The postembryo begins its first true molt a stage formally known as the first instar. The total number of molts depends on the species, sex and the individual of the tarantula during its life.
After hatching, the stage of the spider before reaching sexual maturity is called penultimate instar which is followed by the adult (ultimate instar). All the male spiders except for a few exceptions do not molt after reaching their adulthood. Tarantulas and some other female spiders however can continue to molt after reaching the adulthood (Ultimate instar). Its first true molt after reaching the ultimate instar is called first postultimate instar and so forth. The term larva and nymph do not apply to spiders.

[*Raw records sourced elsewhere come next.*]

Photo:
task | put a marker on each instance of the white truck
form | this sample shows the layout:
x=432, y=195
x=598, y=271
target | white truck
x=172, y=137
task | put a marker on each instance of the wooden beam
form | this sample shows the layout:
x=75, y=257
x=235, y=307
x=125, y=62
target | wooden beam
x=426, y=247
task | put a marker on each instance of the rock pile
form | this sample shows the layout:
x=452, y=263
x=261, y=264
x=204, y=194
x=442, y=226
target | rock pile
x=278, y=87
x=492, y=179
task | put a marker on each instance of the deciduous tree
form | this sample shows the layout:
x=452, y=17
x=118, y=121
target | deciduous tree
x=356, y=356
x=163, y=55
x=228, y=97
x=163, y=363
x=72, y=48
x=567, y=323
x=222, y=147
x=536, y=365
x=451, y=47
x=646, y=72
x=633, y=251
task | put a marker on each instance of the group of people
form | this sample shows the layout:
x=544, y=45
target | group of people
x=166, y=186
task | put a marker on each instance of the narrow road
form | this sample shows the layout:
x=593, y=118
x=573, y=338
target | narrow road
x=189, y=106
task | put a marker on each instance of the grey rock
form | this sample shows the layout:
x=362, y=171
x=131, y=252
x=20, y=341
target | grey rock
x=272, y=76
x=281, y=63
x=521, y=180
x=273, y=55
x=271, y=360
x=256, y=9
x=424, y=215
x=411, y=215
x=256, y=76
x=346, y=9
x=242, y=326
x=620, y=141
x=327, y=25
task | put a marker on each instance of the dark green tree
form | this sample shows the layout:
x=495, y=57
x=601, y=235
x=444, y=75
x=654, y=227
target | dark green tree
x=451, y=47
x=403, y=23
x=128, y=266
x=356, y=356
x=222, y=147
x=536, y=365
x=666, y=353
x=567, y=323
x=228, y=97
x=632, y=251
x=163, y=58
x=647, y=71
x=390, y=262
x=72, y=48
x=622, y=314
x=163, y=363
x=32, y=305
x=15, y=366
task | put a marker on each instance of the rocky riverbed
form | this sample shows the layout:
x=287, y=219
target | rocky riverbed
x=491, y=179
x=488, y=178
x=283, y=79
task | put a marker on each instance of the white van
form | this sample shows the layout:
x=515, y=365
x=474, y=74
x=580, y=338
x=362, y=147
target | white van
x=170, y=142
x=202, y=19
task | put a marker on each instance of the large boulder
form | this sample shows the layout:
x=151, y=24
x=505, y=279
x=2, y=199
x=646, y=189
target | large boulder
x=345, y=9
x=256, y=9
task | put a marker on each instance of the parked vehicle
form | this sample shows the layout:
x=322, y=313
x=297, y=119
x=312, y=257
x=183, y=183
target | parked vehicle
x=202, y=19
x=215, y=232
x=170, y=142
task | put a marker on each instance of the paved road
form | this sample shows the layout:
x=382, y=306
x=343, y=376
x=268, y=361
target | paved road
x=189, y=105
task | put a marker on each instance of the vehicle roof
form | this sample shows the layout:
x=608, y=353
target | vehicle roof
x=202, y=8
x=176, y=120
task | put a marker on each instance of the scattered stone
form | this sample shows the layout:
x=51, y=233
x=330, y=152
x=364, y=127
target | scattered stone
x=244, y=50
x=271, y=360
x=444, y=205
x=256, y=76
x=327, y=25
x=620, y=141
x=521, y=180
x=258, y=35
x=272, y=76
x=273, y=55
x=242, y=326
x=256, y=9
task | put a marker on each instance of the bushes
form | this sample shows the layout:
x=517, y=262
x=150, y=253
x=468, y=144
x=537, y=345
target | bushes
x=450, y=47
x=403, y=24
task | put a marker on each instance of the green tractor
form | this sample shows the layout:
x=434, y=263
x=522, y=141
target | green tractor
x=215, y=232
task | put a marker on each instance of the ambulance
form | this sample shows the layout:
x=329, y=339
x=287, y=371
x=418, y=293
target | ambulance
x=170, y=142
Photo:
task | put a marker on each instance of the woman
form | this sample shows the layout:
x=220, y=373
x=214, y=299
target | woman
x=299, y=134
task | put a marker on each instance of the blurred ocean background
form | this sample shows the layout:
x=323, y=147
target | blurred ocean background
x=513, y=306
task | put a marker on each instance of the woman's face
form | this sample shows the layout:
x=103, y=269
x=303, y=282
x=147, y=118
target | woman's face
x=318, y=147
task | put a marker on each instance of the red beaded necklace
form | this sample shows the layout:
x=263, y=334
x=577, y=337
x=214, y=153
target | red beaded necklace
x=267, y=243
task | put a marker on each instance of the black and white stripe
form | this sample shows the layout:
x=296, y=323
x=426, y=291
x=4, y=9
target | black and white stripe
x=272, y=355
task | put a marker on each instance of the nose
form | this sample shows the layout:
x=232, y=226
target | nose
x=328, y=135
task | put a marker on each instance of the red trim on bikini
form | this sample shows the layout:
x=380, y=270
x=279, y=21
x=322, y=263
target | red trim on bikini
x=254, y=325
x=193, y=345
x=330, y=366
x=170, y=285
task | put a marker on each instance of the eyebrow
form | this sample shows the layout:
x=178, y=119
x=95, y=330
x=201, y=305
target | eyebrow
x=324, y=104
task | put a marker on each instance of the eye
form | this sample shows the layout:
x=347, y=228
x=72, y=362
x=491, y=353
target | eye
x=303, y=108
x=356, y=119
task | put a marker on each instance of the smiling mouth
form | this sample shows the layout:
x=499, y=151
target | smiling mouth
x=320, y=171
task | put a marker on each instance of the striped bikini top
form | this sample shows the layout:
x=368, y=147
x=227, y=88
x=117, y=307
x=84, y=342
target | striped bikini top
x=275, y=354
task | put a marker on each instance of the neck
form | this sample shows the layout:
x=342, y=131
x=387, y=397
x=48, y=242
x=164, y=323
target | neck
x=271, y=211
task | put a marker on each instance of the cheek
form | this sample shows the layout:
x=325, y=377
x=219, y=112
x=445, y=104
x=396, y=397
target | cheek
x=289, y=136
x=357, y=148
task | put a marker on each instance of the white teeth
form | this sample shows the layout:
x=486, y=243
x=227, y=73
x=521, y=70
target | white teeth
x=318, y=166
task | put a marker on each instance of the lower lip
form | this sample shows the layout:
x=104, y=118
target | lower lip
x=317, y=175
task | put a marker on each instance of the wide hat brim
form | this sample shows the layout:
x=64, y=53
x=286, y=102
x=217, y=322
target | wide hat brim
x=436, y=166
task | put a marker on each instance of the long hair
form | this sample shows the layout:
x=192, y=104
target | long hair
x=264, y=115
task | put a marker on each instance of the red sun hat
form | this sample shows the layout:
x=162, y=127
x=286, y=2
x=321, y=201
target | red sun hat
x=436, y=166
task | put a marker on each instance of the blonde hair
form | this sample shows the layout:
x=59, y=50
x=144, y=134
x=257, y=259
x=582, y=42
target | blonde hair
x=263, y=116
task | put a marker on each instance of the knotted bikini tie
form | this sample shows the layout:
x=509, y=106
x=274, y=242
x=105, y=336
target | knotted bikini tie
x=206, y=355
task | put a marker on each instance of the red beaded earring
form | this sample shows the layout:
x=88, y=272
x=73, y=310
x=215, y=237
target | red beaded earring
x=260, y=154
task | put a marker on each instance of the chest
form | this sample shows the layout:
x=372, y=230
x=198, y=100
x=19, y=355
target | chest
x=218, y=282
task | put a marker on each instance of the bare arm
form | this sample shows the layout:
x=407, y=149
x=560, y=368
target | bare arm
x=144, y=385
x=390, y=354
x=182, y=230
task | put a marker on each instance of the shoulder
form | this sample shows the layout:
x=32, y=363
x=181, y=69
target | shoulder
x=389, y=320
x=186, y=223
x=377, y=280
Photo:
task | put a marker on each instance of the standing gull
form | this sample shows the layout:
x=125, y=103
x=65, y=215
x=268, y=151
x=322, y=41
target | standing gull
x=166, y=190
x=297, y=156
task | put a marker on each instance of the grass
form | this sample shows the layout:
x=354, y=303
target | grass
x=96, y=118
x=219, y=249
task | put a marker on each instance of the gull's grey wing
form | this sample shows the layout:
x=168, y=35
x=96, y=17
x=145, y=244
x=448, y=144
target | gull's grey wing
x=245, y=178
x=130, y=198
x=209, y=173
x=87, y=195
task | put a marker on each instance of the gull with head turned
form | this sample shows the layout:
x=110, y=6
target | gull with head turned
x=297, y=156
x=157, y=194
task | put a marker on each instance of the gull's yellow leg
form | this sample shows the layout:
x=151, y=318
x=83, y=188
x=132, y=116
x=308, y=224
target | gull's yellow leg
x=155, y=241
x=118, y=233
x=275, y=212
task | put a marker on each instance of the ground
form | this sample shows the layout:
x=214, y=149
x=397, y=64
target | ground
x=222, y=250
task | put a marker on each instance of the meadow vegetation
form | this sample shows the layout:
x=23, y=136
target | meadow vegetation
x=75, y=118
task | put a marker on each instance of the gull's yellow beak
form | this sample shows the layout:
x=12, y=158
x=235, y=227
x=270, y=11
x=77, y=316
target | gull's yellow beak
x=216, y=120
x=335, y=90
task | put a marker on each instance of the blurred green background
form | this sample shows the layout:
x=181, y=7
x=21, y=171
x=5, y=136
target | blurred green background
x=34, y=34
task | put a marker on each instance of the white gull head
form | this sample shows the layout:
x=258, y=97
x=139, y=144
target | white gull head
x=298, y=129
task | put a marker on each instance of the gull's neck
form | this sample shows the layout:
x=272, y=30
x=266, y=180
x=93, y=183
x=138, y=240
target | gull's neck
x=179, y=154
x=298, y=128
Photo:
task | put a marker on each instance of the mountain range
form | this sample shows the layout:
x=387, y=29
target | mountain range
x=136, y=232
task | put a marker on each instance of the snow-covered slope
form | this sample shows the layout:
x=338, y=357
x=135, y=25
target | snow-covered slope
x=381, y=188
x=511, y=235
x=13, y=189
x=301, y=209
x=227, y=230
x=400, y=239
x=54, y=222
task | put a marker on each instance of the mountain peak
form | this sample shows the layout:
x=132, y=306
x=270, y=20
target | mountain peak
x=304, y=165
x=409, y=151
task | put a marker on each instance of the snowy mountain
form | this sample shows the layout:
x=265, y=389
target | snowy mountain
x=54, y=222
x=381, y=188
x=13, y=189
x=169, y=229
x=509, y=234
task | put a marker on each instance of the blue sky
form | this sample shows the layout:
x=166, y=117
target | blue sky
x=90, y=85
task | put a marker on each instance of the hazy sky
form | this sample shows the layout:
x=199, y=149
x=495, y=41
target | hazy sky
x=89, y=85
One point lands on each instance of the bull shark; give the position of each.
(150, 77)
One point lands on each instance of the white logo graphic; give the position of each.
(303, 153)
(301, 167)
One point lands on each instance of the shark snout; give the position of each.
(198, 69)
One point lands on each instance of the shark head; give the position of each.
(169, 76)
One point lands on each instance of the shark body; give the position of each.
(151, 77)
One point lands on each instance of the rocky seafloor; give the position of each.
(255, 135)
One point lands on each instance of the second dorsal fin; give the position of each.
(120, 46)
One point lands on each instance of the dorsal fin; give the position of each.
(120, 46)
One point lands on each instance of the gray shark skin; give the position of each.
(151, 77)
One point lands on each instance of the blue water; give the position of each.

Factors affecting the rate of the spider development are mainly temperature and availability of food. In the wild, tarantulas in the warmer regions take a shorter time to mature than those in the colder regions. Tarantulas in the captive as pets or specimen in the laboratory however are affected by the availability of food. The life expectancy of the tarantulas ranges from 6 months to a record of 50 years. Males live for 10- 12 years with the females living for twice this much.
The tarantulas will go on to grow between a length of 2.5 cm to 11cm depending on the species. They will also weigh between 80gm and 170gm. The largest tarantula has fangs reported to reach 1.5 inches. The differentiating characteristics between the female and the male is the color and the size. Females have bigger stocky bodies covered in brown hair while the males have thinner bodies covered with black hair. However, the color of these tarantulas can range from cobalt blue to green with black and white stripes.
The tarantulas are predatory and ambush feeders. Although low in acute vision, they feed on grasshoppers, crickets, small birds and even snakes which have much better vision. They however cannot chew their prey and therefore inject them with venom which contains digestive enzymes that liquefy them and in the process feed on the “soup” from them. Apart from injecting their prey with venom, the tarantulas can also tear the prey apart and roll the pieces into balls and liquefy them. This simplifies the capture of multiple prey items instead if securing them one at a time.
The tarantulas are not short of enemies with the greatest being the wasp family of prompilidae also called the tarantula hawks. These track and kill tarantulas. They have a reputation of injecting the underside of tarantulas’ cephalothorax making use of the thin membrane. This paralyzes the spider and it drags it to a burrow, depositing its eggs inside its body which provide the wasp larva with flesh when it hatches.
The tarantulas have special hairs that they use for defense against the predators. These hairs are irritating upon contact. Most tarantulas in the wild die of because predation and the males in particular because of the attacks by the females after copulation. Some tarantulas are endangered as their natural habitat is encroached by man and also the environmental changes. Also due to being traded as exotic pets, their numbers are increasing at home and can pose as a threat to the ecosystem in cities and towns notwithstanding the allergic reactions they pose to those with low immunity.